C’est violent pour nous parce que nous sommes aussi des êtres humains vulnérables, qu’il n’est jamais agréable d’être jugé partialement et que face à une personne submergée par de tels tsunamis émotionnels nous pouvons nous sentir impuissants, même lorsque notre formation professionnelle nous y a préparés et que notre pratique nous confronte régulièrement au problème. En d’autres termes, on ne se désensibilise jamais à la souffrance humaine pas plus qu’on ne peut faire abstraction de ses propres fêlures. Écouter des traumatismes à longueur de journées peut être traumatisant aussi.

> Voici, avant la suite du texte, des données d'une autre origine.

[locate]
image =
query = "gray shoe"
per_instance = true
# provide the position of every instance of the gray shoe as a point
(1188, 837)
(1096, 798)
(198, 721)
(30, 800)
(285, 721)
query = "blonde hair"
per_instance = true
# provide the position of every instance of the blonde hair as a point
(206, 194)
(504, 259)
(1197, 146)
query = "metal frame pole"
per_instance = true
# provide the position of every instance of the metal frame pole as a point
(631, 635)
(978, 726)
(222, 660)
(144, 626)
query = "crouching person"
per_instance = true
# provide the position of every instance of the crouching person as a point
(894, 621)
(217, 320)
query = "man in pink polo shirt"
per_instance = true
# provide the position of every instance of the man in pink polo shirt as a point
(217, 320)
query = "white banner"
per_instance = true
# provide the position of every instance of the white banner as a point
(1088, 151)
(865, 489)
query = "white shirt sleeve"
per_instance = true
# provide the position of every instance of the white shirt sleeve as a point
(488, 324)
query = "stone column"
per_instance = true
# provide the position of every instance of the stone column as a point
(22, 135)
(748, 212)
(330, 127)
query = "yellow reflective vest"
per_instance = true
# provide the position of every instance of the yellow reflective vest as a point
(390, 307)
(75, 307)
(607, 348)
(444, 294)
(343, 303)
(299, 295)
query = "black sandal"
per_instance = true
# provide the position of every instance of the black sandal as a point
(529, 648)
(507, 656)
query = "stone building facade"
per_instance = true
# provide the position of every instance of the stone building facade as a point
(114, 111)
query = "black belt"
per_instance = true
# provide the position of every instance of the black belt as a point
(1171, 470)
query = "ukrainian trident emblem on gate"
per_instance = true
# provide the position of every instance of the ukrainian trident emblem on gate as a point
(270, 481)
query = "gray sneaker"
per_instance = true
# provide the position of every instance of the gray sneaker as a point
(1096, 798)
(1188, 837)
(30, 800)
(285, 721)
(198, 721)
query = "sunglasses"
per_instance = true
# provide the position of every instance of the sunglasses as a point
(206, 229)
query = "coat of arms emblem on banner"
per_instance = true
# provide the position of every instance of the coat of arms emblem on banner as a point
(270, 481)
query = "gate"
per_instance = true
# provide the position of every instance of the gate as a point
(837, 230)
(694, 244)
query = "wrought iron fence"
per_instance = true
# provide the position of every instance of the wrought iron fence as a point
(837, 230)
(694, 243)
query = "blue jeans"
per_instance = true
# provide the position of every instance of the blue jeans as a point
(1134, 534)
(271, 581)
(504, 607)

Oui, c’est vraiment difficile parfois de cheminer avec vous, que vous soyez nos proches, nos amies, nos collègues ou nos patientes. Pour autant je ne nous plains pas, parce que ce lien (et ce boulot) nous l’avons choisi, alors nous restons libre d’y mettre un terme à tout moment, tant vous que nous. Il n’y aura nulle punition si nos routes se séparent et nulle récompense si nous randonnons vaillamment ensemble jusqu’à atteindre notre destination. La désolation ou l’épuisement mutuels ressentis ponctuellement ne doivent pas masquer l’essentiel : notre route, ce sont aussi ces moments de grâce où oubliant le passé vous ne voyez plus en nous le loup déguisé en agneau et laissez entrevoir la beauté de votre être véritable. Ces instants où nous libérant de nos rôles défensifs nous pouvons communiquer d’humain à humain, solidaires. Ces moments qui donnent du sens au lien. Tant pour vous que pour nous.